Wednesday, April 30, 2014

When the Null Hypothesis IS Your Research Finding

In journalism, the notion of native advertising is seen both as controversial and as a path toward financial stability. The question, then, is whether native advertising threatens the credibility of a news site. In other words:
They worry that, at its core, native advertising is about tricking your reader into reading an ad and thinking its editorial content. 
The results in this study (via Nieman Journalism Lab) suggest no.

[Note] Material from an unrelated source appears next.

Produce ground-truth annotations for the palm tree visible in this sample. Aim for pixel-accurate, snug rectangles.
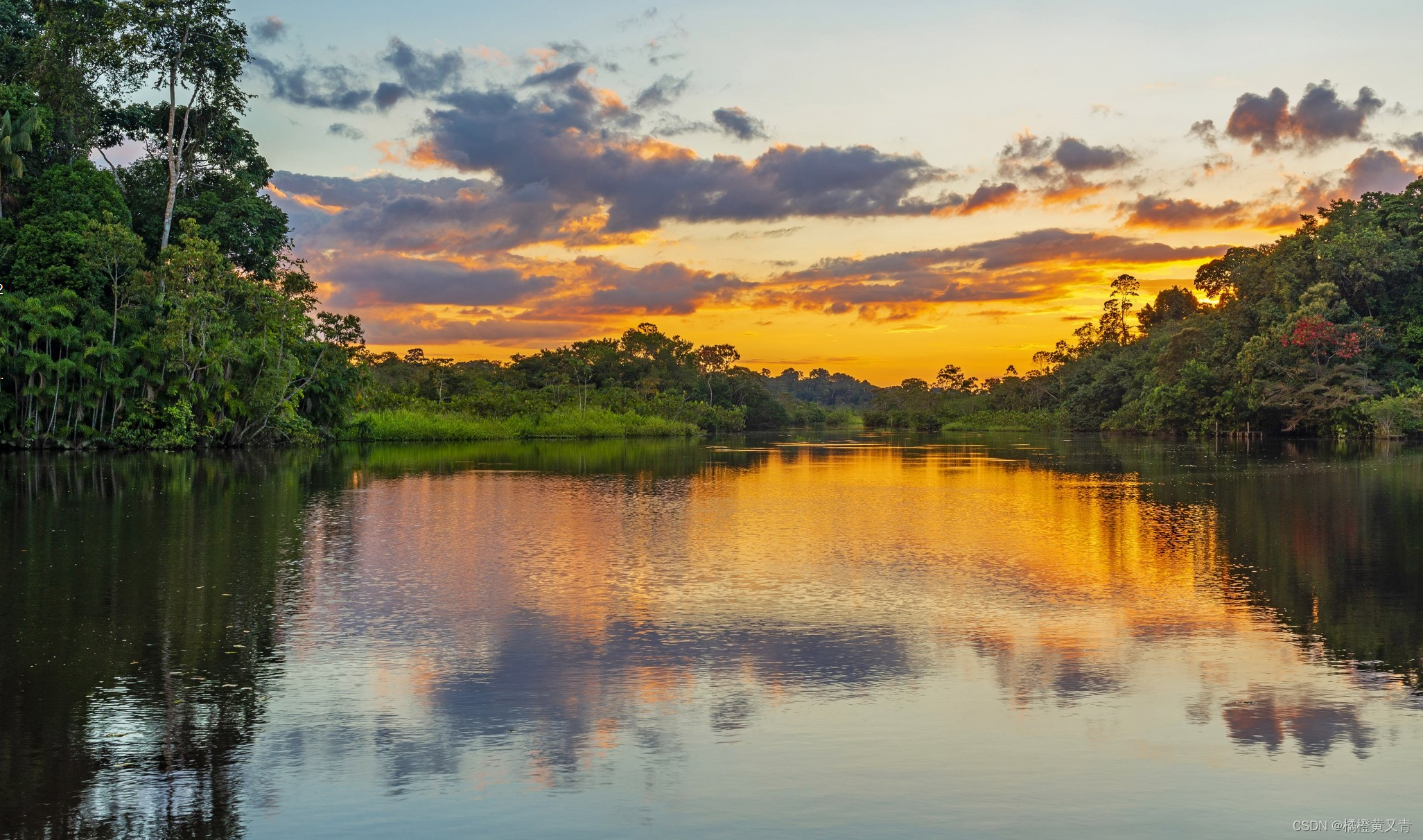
[0,108,40,219]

Read the article for yourself, or the original research here (begins on page 78 of the PDF). Lemme point out I know nothing about this journal or its peer review process.  Skimming the research itself, I like its use of a college student and human (i.e., adult) samples as a comparison. I hate the use of "mediums" (please, media), but otherwise the procedure seems straightforward. Subjects were randomly assigned to view one of two versions of a site -- one with native advertising, one with "traditional" advertising.

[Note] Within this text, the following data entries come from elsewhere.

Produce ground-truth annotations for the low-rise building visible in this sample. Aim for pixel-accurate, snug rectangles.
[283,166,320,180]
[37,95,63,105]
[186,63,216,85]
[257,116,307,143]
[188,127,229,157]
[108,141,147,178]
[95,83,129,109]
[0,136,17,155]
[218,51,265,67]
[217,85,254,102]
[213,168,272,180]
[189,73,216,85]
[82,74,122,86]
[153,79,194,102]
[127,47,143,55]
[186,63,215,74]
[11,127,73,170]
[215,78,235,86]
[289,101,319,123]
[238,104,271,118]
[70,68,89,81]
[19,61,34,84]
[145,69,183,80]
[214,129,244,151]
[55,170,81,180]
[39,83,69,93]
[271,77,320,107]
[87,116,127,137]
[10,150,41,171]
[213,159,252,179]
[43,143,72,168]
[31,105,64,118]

Okay, but here's the weird part:

H1: Ad type will have minimal effect on credibility.

All of you who suffered through and passed a graduate class in research methods will recognize this as an example of hypothesizing the null hypothesis. In other words, this is usually not done. The null hypothesis is of no effect and you hypothesize a difference, and what they've done here is run an experiment with a fairly mild, subtle manipulation and have taken the lack of an effect on credibility as a, excuse the pun, credible finding.

No. No. No.

I'm buried in grading so I can't vent more, but this result should not be taken as evidence that native advertising has no effect on a news site's credibility. Perhaps there is no effect, but this study is not conduced in a fashion to truly answer that question.